- Sinanpaşa Location within Turkey Sinanpaşa Location within Turkey Aegean
- Coordinates: 38°45′N 30°15′E﻿ / ﻿38.750°N 30.250°E
- Country: Turkey
- Province: Afyonkarahisar
- District: Sinanpaşa

Government
- • Mayor: Erdal Karaman (AKP)
- Population (2025): 3,609
- Time zone: UTC+3 (TRT)
- Climate: Csb
- Website: www.sinanpasa.bel.tr

= Sinanpaşa =

Sinanpaşa (or Sincanlı) is a town of Afyonkarahisar Province, Turkey on a plain surrounded by pine-covered mountains, 33 km from the city of Afyon on the road to Uşak and İzmir. It is the seat of Sinanpaşa District. Sinanpaşa district has a total population of 38,428 according to the 2024 census, while the town has a population of 3,609 people
.
The mayor is Erdal Karaman (AKP).

Winters are cold and snowy, and summers are dry and hot.

==History==
The area has been a crossroads since antiquity, with archaeological evidence indicating habitation since 4000 BC. Surface excavations in the village of Küçükhöyük go back to 3000 BC.

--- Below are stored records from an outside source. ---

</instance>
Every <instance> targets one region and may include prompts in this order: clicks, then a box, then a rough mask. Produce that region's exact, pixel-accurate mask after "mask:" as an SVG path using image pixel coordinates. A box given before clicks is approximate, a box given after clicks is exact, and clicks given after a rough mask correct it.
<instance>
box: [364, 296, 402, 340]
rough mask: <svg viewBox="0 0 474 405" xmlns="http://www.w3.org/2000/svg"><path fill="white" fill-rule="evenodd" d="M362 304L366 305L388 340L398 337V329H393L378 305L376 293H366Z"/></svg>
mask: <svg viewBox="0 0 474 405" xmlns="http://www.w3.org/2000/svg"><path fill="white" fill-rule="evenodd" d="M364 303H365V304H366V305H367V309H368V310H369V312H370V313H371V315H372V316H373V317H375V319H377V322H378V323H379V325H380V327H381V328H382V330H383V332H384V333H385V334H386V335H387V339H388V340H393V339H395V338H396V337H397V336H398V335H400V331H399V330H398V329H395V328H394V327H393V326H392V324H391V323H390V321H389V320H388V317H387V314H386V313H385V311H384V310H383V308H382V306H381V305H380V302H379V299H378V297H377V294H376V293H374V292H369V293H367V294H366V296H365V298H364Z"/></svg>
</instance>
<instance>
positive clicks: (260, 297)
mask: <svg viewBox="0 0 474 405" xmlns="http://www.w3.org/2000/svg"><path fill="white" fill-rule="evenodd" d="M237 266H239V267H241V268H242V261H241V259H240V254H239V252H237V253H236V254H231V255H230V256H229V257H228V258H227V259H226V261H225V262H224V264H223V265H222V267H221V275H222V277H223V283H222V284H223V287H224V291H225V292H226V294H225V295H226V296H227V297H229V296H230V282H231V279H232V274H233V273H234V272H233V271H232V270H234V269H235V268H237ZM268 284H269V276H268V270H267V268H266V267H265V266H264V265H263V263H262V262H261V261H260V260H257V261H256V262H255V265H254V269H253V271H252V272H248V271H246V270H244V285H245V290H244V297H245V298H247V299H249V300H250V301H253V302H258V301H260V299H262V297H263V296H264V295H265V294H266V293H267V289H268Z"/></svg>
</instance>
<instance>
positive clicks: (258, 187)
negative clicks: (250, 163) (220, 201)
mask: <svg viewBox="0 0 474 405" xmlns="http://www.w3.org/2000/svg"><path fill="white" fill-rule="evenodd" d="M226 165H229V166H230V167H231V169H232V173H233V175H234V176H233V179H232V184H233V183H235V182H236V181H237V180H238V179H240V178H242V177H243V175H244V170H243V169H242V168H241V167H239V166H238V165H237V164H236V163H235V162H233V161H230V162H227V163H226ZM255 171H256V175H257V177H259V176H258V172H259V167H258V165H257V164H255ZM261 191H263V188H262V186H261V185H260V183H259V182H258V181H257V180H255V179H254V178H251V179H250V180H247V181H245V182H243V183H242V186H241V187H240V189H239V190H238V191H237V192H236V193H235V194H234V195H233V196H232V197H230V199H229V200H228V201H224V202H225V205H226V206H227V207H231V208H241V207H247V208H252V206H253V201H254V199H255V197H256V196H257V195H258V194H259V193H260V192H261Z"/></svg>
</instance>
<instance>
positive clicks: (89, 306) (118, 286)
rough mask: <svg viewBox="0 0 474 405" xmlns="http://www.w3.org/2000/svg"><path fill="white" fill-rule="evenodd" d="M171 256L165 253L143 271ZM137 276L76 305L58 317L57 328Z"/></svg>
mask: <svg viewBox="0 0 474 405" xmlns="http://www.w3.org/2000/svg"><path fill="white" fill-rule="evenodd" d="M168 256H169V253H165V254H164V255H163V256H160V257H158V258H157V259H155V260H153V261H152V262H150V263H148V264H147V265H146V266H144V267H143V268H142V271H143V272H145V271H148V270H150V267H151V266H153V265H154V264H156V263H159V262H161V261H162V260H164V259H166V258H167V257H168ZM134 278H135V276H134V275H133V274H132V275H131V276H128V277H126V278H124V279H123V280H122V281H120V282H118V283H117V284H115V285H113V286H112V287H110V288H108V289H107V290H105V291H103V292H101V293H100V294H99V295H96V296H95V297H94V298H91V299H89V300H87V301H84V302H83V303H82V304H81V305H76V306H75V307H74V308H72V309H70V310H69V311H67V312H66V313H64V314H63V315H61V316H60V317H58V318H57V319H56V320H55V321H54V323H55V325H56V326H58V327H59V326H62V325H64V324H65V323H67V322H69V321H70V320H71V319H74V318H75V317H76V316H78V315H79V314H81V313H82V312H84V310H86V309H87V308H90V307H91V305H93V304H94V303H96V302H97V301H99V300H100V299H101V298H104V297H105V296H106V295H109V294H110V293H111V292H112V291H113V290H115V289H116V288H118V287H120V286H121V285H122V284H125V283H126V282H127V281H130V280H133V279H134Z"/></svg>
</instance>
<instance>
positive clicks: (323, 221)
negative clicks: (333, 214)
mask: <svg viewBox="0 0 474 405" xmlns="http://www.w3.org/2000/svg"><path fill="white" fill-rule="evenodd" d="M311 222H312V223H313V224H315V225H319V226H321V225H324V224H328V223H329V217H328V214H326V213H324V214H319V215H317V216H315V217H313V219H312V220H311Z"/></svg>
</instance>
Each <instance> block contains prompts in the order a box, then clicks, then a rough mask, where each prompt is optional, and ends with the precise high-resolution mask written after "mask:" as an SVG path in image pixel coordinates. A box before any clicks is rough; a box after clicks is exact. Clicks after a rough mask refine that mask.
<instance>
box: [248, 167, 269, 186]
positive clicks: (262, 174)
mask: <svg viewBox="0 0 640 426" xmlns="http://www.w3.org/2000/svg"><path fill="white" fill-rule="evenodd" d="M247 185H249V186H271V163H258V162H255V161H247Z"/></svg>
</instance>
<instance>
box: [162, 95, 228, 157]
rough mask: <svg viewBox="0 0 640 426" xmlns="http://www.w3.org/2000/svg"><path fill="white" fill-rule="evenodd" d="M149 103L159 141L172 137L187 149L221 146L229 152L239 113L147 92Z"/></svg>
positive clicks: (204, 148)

The name Sinan Paşa comes from the son of a lord of the Akkoyunlu Turks who in 1473 took refuge with Ottoman Sultan Mehmet II during the war between the Akkoyunlu and the warrior Uzun Hasan (the Otlukbeli War). Later in the Ottoman period the important general Hersekzade Ahmet Paşa settled here in the village still known as Ahmet Paşa today.

The town was occupied by Greek forces during the Turkish War of Independence, but was recovered during the great Turkish counter-attack in 1922.

==Sinanpaşa today==
Nowadays Sinanpaşa is a country town providing schools, hospital and other infrastructure to the surrounding countryside, where poppy seeds, wheat and other grains are grown.